By moving the tapered cup grindstone 42 toward the globe G side along the X axis, various design changes can be made, such as polishing the cut surface of the globe G.

[0022]

As described above, according to the edging globe edging device of the first aspect, since the opening edge of the globe can be cut while rotating the globe by the headstock, the opening edge of the opening edge can be cut off. It is possible to obtain a glove which can be efficiently cut, has no step on the cut surface, and has a good finishing accuracy for the cut surface.

According to the edging globe edging device of the second aspect, since a shallow cut can be made in the entire circumference of the opening edge of the globe prior to cutting the opening edge of the globe, a rotary cutter is used. The notch of the opening edge is guided by the above-mentioned cut, and it is possible to prevent the opening edge from being damaged. further,
According to the edging globe edging device of claim 3,
After cutting the opening edge of the globe, the cutting surface can be polished by the polishing finishing means, so that the cutting surface can be finished more accurately, and the polishing finishing can be performed continuously in the cutting step. Therefore, there is a unique effect that the edging work can be performed more efficiently.

[Brief description of drawings]

FIG. 1 is a plan view showing an embodiment of an edging globe edging device of the present invention.
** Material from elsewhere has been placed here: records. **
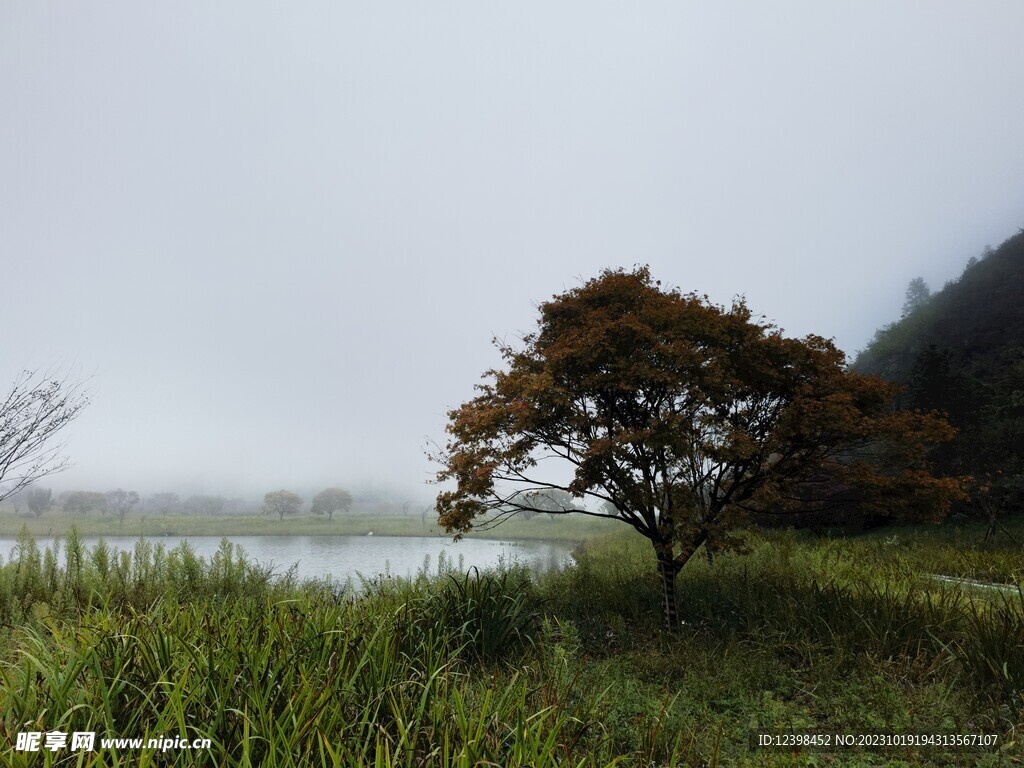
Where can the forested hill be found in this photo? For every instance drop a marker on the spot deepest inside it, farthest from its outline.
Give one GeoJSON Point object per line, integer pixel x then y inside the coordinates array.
{"type": "Point", "coordinates": [962, 350]}
{"type": "Point", "coordinates": [978, 317]}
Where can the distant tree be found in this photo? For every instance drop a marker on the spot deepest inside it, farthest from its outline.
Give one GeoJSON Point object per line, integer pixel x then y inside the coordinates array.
{"type": "Point", "coordinates": [684, 416]}
{"type": "Point", "coordinates": [39, 501]}
{"type": "Point", "coordinates": [330, 501]}
{"type": "Point", "coordinates": [82, 501]}
{"type": "Point", "coordinates": [916, 295]}
{"type": "Point", "coordinates": [35, 411]}
{"type": "Point", "coordinates": [164, 503]}
{"type": "Point", "coordinates": [121, 502]}
{"type": "Point", "coordinates": [282, 503]}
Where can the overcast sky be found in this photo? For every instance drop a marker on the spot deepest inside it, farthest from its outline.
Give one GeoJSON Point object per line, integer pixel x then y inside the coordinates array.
{"type": "Point", "coordinates": [280, 237]}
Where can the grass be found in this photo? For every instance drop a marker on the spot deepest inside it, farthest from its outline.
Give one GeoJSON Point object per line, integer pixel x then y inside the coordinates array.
{"type": "Point", "coordinates": [569, 669]}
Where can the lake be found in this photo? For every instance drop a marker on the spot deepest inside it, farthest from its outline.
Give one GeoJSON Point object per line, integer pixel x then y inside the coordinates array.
{"type": "Point", "coordinates": [350, 556]}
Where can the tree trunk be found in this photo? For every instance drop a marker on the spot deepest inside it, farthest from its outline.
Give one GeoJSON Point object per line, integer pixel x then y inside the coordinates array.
{"type": "Point", "coordinates": [669, 569]}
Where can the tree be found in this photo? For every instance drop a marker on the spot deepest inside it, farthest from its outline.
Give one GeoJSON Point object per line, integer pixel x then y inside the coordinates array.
{"type": "Point", "coordinates": [36, 410]}
{"type": "Point", "coordinates": [916, 295]}
{"type": "Point", "coordinates": [330, 501]}
{"type": "Point", "coordinates": [121, 502]}
{"type": "Point", "coordinates": [83, 501]}
{"type": "Point", "coordinates": [683, 416]}
{"type": "Point", "coordinates": [282, 503]}
{"type": "Point", "coordinates": [39, 501]}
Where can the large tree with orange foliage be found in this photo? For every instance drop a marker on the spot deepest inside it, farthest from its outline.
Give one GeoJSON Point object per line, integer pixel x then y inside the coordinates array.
{"type": "Point", "coordinates": [680, 414]}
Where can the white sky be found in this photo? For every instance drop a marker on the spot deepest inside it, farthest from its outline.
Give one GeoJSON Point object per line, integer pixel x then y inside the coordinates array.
{"type": "Point", "coordinates": [281, 236]}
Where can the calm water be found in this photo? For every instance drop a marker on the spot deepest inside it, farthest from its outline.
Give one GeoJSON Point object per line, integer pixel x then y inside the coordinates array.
{"type": "Point", "coordinates": [344, 556]}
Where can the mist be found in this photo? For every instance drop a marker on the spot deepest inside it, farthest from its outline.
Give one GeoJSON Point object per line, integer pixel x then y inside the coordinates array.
{"type": "Point", "coordinates": [278, 242]}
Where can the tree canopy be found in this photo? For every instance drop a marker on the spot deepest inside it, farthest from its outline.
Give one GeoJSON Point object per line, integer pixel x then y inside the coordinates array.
{"type": "Point", "coordinates": [682, 416]}
{"type": "Point", "coordinates": [282, 503]}
{"type": "Point", "coordinates": [330, 501]}
{"type": "Point", "coordinates": [35, 411]}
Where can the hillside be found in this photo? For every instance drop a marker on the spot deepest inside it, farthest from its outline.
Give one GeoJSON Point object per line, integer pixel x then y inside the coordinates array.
{"type": "Point", "coordinates": [962, 350]}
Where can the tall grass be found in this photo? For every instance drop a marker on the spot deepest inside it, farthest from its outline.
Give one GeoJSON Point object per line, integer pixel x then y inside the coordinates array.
{"type": "Point", "coordinates": [475, 669]}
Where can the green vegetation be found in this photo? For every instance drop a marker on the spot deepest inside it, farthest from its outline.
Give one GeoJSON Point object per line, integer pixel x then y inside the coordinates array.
{"type": "Point", "coordinates": [961, 351]}
{"type": "Point", "coordinates": [837, 636]}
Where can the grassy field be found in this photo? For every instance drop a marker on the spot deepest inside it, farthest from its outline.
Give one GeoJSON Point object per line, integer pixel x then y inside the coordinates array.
{"type": "Point", "coordinates": [833, 636]}
{"type": "Point", "coordinates": [569, 528]}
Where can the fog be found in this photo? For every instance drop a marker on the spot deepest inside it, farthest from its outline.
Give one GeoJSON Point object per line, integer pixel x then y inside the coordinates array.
{"type": "Point", "coordinates": [278, 239]}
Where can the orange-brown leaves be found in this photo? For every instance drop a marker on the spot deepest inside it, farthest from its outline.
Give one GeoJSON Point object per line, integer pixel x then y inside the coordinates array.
{"type": "Point", "coordinates": [681, 412]}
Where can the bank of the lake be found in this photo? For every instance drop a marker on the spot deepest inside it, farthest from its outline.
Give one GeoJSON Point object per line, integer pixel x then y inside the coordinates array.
{"type": "Point", "coordinates": [540, 527]}
{"type": "Point", "coordinates": [803, 635]}
{"type": "Point", "coordinates": [344, 558]}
FIG. 2 is a front view of FIG.

FIG. 3 is a side view of FIG.

[Explanation of symbols]

 2 Headstock 3 Rotating cutter 5 Feeding means 6 Feeding control means 4 Abrasive finishing means G Glove G1 Opening edge

Claims (3)

[Claims] 1. A edging device for cutting an opening edge of a glass lighting globe, a headstock for chucking and rotating the globe, a rotary cutter having at least an outer periphery made of a grindstone, and an opening edge of the globe. An edging device for an illumination glove, comprising: a rotary cutter and a feed means for relatively moving the headstock so as to cut from the circumferential direction. 2. When the opening edge of the globe is slightly cut, relative movement between the rotary cutter and the headstock is stopped,
The lighting globe edging device according to claim 1, further comprising a feed control means for controlling the feeding means so as to re-cut the opening edge of the globe after making a shallow cut on the entire circumference of the opening edge of the globe. 3. The edging device for an illumination glove according to claim 1, further comprising polishing finishing means for polishing the cut surface after cutting the opening edge.